何故サラウンドは広くあまねく普及しないのか?その2  /小原 由夫のサイト・アンド・サウンド(Ver.2:第13回)

前回は、サラウンド普及の障壁となる事象を数項目記した。その中で、現状ではいかんともしがたい点があることも事実である。

例えば、配線の問題。これは現時点では致し方ないところで、各メーカーはワイヤレス(無線)伝送も含めて研究や開発を重ねているが、日本は電波法の取締りや基準条件が大変厳しく、本格的な実用化までにはもう少し時間がかかると思われる。

モアチャンネルの動きも、技術革新や研究というレベルでは、止まっていては進歩がないわけで、実用化とは別に、可能性の探求という面から肯定的に捉えることができる(実用化のタイミングには、慎重を期してほしいが)。
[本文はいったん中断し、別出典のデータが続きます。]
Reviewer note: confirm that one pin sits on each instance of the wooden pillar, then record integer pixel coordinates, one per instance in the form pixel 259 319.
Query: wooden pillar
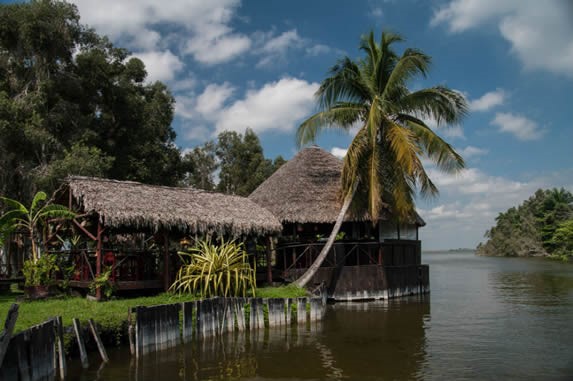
pixel 270 252
pixel 98 256
pixel 166 277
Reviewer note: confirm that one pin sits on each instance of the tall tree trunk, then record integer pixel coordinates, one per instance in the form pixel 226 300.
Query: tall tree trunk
pixel 309 273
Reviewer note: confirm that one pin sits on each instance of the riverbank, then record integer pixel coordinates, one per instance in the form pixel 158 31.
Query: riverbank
pixel 110 316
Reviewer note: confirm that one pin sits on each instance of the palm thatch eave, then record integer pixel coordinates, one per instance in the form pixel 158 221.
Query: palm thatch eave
pixel 137 206
pixel 306 189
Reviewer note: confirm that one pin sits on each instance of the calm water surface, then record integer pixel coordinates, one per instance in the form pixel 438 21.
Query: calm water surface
pixel 486 318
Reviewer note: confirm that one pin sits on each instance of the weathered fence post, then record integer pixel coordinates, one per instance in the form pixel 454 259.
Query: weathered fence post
pixel 188 309
pixel 98 341
pixel 61 352
pixel 301 313
pixel 80 339
pixel 6 334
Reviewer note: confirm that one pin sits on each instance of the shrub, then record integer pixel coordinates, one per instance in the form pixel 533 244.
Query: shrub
pixel 215 270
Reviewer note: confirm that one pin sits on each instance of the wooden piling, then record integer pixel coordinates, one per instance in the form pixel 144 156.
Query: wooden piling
pixel 61 351
pixel 98 341
pixel 6 334
pixel 80 340
pixel 187 331
pixel 301 313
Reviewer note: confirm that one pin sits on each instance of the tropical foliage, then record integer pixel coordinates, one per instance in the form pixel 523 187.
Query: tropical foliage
pixel 383 164
pixel 541 226
pixel 72 103
pixel 211 269
pixel 33 219
pixel 238 160
pixel 385 157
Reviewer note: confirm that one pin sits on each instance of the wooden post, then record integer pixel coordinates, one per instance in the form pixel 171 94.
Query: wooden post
pixel 270 251
pixel 99 343
pixel 130 332
pixel 80 339
pixel 98 257
pixel 60 341
pixel 6 334
pixel 166 277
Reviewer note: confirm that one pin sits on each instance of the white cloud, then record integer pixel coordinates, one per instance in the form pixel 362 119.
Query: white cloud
pixel 451 132
pixel 470 152
pixel 217 49
pixel 211 101
pixel 488 100
pixel 339 152
pixel 540 32
pixel 160 66
pixel 275 106
pixel 517 125
pixel 318 49
pixel 205 25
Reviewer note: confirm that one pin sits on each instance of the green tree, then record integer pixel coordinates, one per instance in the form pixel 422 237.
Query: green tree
pixel 562 240
pixel 200 166
pixel 242 163
pixel 531 228
pixel 383 163
pixel 31 220
pixel 63 87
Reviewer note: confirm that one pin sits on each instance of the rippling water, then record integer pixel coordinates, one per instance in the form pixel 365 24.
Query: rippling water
pixel 486 318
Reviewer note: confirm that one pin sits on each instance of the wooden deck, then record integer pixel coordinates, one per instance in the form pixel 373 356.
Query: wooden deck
pixel 124 285
pixel 360 270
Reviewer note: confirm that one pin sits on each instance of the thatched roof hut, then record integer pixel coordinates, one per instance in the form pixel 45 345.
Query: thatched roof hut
pixel 132 205
pixel 306 190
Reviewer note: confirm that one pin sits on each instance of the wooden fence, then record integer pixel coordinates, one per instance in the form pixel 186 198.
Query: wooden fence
pixel 31 354
pixel 160 327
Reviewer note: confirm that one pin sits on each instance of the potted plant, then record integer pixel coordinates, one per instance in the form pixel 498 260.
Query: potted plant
pixel 39 269
pixel 39 275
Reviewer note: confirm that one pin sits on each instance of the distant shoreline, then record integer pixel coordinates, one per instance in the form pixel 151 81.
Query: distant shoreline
pixel 460 250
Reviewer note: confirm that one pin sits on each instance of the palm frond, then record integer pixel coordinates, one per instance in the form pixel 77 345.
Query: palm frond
pixel 340 116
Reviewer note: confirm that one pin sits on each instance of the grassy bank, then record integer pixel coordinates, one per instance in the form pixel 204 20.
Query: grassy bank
pixel 110 315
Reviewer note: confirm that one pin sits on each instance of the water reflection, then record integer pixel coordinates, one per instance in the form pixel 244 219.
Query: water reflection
pixel 379 340
pixel 375 340
pixel 532 288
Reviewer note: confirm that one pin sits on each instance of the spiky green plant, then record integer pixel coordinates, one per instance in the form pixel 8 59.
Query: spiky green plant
pixel 211 269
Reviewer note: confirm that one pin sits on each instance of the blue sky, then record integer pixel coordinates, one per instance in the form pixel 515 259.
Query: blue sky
pixel 233 64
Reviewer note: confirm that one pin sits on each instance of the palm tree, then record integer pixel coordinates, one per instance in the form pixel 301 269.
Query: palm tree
pixel 383 161
pixel 31 219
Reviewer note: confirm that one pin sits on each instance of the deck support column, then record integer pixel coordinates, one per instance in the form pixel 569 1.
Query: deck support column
pixel 270 252
pixel 166 278
pixel 98 256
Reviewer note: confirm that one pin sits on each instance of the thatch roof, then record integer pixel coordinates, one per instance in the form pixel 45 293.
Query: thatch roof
pixel 128 204
pixel 306 190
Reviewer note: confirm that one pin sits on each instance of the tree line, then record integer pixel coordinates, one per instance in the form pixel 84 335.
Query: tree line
pixel 541 226
pixel 73 103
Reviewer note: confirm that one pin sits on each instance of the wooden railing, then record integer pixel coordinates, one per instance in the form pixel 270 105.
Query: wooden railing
pixel 389 253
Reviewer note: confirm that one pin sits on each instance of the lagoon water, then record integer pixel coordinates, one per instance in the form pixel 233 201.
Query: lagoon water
pixel 485 319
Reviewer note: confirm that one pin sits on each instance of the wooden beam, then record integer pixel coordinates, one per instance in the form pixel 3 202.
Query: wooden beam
pixel 98 256
pixel 80 339
pixel 98 341
pixel 166 280
pixel 270 250
pixel 84 230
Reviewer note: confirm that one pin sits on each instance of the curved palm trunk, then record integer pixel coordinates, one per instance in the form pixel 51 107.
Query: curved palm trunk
pixel 309 273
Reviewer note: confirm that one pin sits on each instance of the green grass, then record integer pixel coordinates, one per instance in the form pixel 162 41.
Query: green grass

では、それ以外の項目はどうか。それらの条件をクリアーする手段として、以下のような要件が考えられる。

【1】スピーカー自体が小さいこと
横置きのセンタースピーカー専用モデルを使わなくても、スピーカー本体が小型であれば、フロント3チャンネルを容易に統一することができる。このケースでは、大型スピーカーを使ったメインシステムを崩すことなく、あるいは取ってつけたような小型スピーカーをリア用に用意してアンバランスなサラウンドシステムを組まなくても、5本の整合性が取れたサラウンドシステムが組めるという点に注目したい。サイズが小型であるため、低域の周波数やその音量の再生限界は考慮しなければならないが、良質のサブウーファーを用意し、設置場所やクロスオーバー周波数を綿密に調整していくことで、その限界を補うことは十分に可能である。

【2】設置性が柔軟なこと
【1】とも関連してくるが、設置のしやすさは、メインシステムに影響を与えることなくサラウンドを組める可能性が高い。小型であれば、スペースセービングという点からも好ましい。また、角度調節機構が備わっていれば、壁や天井に取り付けた場合でも、望む方向にスピーカーの放射特性を向けることができる。

【3】音色的/視覚的に統一されていること
同一シリーズがラインナップされていても、センター専用モデルや小型スピーカーは、微妙に音色が異なることが多い。仕上げの統一感ではなく、音色の統一という点では、5本のスピーカーに同一モデルを使うことが最も望ましい。当然、見た目にもバッチリ揃う。

以上の点に合致するスピーカーを考えた時、イクリプスTDシリーズスピーカー(特にTD307IIやTD508II、TD510)は、サラウンドシステムにとても適しているといってよい。小型であるし、角度調節機構も組み込まれている。もしも予算的に5本同じタイプにするのが難しいという場合でも、卵型でエンクロージャーが統一されているので、例えばフロント3chにTD510、リアにTD307IIという組合せであっても、視覚的なマッチングはいい。音色が揃っていることはもちろんいうまでもない。

小型スピーカーのメリットは、エンクロージャーサイズが大きくないので、箱鳴きやバッフル板の反射といった空間再現性を阻害する音響的要因が少ないことが挙げられる。エンクロージャーが振動しにくい卵型を採用したイクリプスTDシリーズスピーカーは、そうした点でまさに理想的。それゆえ、サラウンドならではの立体感や遠近感、方向感や包囲感がとてもリアルに再現されるのである。

繰り返しになるが、長年手塩にかけた大型のメインスピーカーによるオーディオシステムを崩さなくても、イクリプスTDシリーズスピーカーで5本揃えたサラウンドシステムならば、サラウンドの魅力や醍醐味が存分に堪能できるのである。